Fiat Chrysler’s strongest brands are Jeep SUVs and Ram trucks and it is concentrat­ing on a new start for its premium and luxury brands, Alfa Romeo and Maserati, with a focus on hybrid engines. It still makes smaller cars under the Fiat marquee,

mostly for the European and Latin American markets.

Peugeot makes mostly small, city-friendly cars, family sedans and SUVs under the nameplates of Peugeot, Citroen and Germany-based Opel, which it bought in 2017. That is where the companies can expect to have the most overlap.

“This convergenc­e brings significan­t value to all the stakeholde­rs and opens a bright future for the combined entity,” Tavares said in a statement.

Manley called it “an industry-changing combinatio­n,” and noted the long history of cooperatio­n with Peugeot in industrial vehicles in Europe.

The combined company would be able to share in the cost of developing electric cars and autonomous driving, among other things, as well as to save on investment­s in vehicle platforms.

European automakers have been looking to mergers and alliances for years to share research and developmen­t costs and tackle the issue of overproduc­tion on the continent.

“We have to face the challenges of electric cars and autonomous cars. To face this you need to have champions at the world level,” French Finance Minister Bruno Le Maire said at a news conference.

The French government has a stake in Peugeot through its investment bank and just five months ago scuttled a similar deal between Fiat Chrysler and French automaker Renault. There were no signs of resistance to this deal, beyond concerns for jobs.

Le Maire also wants the new group to help create a European electric battery industry, something the French government has pushed for to ensure that European carmakers can reduce their dependence on U.S. and Asian battery technology.

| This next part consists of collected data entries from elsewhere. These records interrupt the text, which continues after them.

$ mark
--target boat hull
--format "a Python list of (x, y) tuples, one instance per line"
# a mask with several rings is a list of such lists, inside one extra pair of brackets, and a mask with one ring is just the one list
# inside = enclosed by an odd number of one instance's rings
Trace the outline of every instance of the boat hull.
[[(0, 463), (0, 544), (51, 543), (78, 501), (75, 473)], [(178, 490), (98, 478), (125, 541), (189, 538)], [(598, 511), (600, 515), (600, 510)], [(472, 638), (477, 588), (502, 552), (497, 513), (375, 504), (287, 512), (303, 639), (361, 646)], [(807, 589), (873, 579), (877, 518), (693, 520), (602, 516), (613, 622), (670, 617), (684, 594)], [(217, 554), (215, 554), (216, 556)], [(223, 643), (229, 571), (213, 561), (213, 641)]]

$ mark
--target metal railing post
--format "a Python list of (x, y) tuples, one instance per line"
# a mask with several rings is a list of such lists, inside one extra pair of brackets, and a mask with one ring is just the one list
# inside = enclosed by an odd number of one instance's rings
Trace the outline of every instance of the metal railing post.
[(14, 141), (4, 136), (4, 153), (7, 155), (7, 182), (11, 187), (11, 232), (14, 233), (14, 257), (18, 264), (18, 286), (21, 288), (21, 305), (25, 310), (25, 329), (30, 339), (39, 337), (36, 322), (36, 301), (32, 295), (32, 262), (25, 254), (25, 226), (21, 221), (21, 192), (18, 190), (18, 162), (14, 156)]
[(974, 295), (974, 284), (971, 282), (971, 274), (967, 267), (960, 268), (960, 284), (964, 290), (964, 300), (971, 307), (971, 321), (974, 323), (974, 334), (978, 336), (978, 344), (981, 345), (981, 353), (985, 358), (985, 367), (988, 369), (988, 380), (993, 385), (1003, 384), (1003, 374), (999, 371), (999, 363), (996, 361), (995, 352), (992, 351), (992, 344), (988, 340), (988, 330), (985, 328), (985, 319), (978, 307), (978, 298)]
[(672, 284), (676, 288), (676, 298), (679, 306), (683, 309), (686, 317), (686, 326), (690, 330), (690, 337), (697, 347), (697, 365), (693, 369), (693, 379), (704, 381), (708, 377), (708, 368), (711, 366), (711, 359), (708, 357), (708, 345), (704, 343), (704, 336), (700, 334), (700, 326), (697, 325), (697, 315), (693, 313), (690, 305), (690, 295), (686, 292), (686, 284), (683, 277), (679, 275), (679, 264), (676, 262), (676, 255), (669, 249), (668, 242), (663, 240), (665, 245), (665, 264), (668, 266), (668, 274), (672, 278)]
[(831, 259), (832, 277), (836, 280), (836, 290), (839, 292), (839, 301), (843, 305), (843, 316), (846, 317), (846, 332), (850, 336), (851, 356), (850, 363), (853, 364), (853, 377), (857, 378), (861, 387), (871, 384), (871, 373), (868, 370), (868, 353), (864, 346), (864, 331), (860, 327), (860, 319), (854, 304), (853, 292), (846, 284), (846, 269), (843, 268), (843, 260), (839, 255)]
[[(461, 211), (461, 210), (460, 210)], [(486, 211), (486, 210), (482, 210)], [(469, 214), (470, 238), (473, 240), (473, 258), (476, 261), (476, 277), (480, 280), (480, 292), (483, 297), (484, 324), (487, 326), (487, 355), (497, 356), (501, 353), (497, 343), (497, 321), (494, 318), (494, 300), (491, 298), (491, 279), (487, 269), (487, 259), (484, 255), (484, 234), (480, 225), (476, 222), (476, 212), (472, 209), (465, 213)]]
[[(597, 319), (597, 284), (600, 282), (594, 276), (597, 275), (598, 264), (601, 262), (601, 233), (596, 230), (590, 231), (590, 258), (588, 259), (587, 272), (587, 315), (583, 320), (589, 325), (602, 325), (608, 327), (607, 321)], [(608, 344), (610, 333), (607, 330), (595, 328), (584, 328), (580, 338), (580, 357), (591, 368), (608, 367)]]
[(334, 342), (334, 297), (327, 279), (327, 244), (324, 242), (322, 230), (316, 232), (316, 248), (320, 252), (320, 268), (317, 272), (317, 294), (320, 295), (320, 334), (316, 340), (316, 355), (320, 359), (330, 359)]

The French state investment bank currently has a seat on the Peugeot board; Le Maire declined to answer at news conference whether it would be retained.

Italy’s premier, Giuseppe Conte, says he would welcome any merger agreement that improves productivi­ty of Italian plants, guarantees jobs and preserves investment­s.

Fiat Chrysler is one of Italy’s largest private sector employers, with nearly 60,000 workers. The company has pledged to invest heavily in new engines and models in Italy to make better use of its plants.

Because of the overlap in European operations and product, there is concern among unions about job cuts, though the companies have promised not to close any plants.

The new company would continue to have offices in France, Italy and the United States, and shares would be traded in all three countries. The parent company would be based in the Netherland­s, as is currently the case with Fiat Chrysler.

The next step in the deal is expected to be a signing of a memorandum of understand­ing, which could come before the end of the year.